2. Sağlık sigortası teminatları
MADDE 1513– (1) Sağlık sigortası ile sigortacı;
a) Hastalık sonucu gerekli hâle gelen ilaç dâhil, her türlü tıbbi bakım, gebelik ve doğum, hastalıkların erken tanısına yönelik, ayaktaki incelemeler de içinde olmak üzere, sözleşmede kararlaştırılan giderleri,
b) Tedavinin tıbben yatarak yapılmasının gerekli olduğu durumlarda günlük hastane giderleri,
c) Sigortalının, hastalık sonucu çalışamaması nedeniyle elde edemediği kazançlar için kararlaştırılan günlük iş görememe parası,
d) Sigortalı, bakıma ihtiyaç duyar duruma geldiği takdirde, bakım nedeniyle doğan giderler veya kararlaştırılan gündelik bakım parası,
için teminat verir.
(2) Teminat, aksi kararlaştırılmamışsa, birinci fıkradaki tutarların tümünü kapsar.
III – Sigorta değeri
MADDE 1514– (1) Sigortalının sağlığı, hastalık sigortaları ile meblağ sigortası şeklinde düzenlenen sağlık sigortalarında bir veya birkaç sigortacı tarafından, çeşitli bedellerle sigorta ettirilebilir.

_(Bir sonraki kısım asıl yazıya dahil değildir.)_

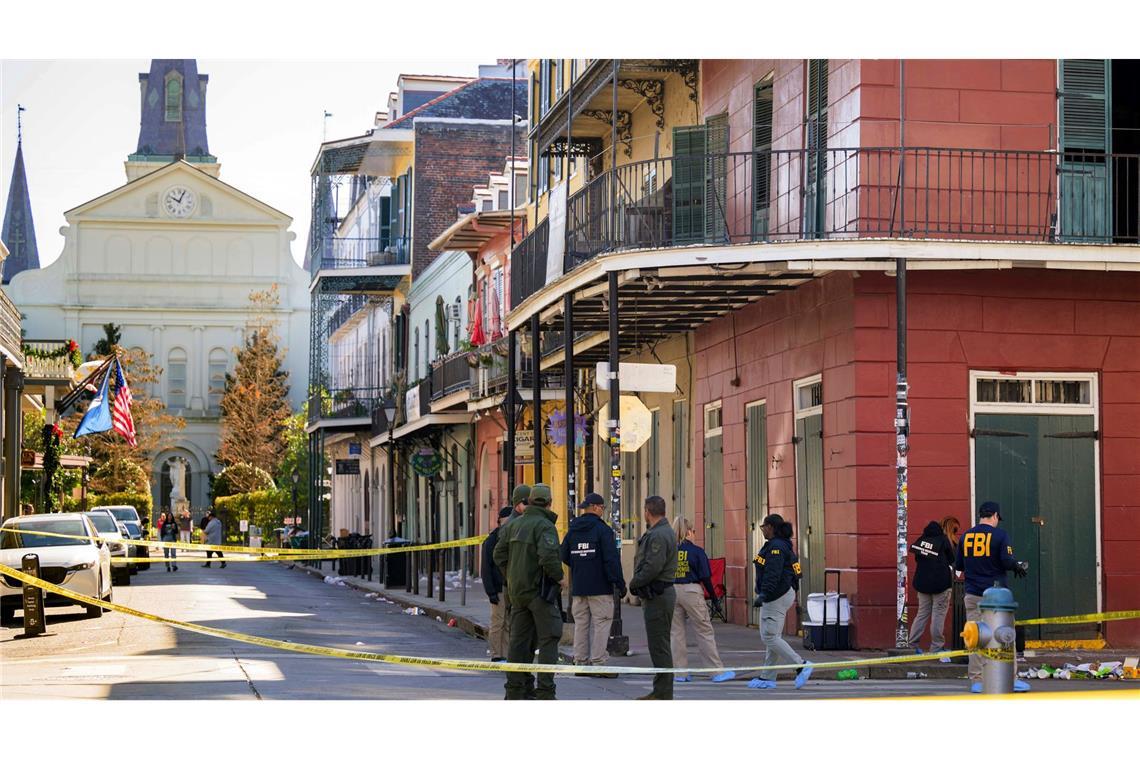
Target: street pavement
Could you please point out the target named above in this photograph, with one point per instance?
(121, 656)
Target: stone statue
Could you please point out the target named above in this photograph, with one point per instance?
(177, 481)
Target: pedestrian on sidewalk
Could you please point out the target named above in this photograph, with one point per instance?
(933, 582)
(168, 531)
(212, 536)
(497, 637)
(985, 555)
(528, 554)
(654, 570)
(775, 595)
(595, 573)
(693, 574)
(184, 525)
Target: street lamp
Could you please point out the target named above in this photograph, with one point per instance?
(295, 476)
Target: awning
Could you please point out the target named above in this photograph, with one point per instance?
(474, 230)
(426, 421)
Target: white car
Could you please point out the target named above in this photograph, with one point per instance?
(113, 531)
(81, 564)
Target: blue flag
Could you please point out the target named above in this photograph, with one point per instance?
(97, 418)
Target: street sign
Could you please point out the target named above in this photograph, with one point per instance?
(348, 466)
(524, 447)
(643, 378)
(636, 424)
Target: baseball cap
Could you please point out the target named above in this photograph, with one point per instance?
(988, 508)
(591, 500)
(540, 496)
(521, 492)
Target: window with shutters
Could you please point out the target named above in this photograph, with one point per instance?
(762, 157)
(816, 148)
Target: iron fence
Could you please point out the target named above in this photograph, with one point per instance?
(776, 196)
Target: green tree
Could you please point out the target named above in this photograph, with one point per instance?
(254, 406)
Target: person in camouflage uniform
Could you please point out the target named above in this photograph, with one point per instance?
(528, 554)
(654, 569)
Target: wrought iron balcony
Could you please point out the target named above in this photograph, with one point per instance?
(358, 253)
(9, 328)
(452, 375)
(778, 196)
(48, 360)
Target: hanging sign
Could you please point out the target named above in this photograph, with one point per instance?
(426, 463)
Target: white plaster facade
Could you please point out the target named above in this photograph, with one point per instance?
(179, 288)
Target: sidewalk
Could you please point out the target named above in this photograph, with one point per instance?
(739, 645)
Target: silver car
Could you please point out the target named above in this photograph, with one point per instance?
(79, 562)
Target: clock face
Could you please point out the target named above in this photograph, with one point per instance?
(179, 202)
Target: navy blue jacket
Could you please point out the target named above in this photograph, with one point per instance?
(984, 555)
(589, 550)
(774, 572)
(493, 577)
(693, 566)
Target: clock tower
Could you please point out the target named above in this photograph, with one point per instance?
(172, 125)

(2) Ödenecek bedelin menfaatten fazla olduğu durumlarda, aşan kısım sigortalının lehine yapılmış sayılır.
IV – Hastalık sigortasında lehtar
MADDE 1515– (1) Lehtarı belirleyerek başkasının hastalığı üzerine sigorta yapılabilmesi için, o kimse ile lehtar arasında bir menfaat ilişkisinin bulunması şarttır. Ayrıca sigortalının yazılı izni gerekir. Sigortalının kanuni temsilcisinin bulunduğu durumlarda, yazılı izin kanuni temsilci tarafından verilir. Sigortalı onbeş yaşını doldurmuşsa, ayrıca onun da izni alınır; aksi takdirde yapılan sözleşme geçersizdir.
(2) Kanuni temsilcinin, lehtar olarak belirlendiği veya sigorta ettiren olduğu hâllerde, iznin verilmesinde sigortalıyı temsil yetkisi yoktur.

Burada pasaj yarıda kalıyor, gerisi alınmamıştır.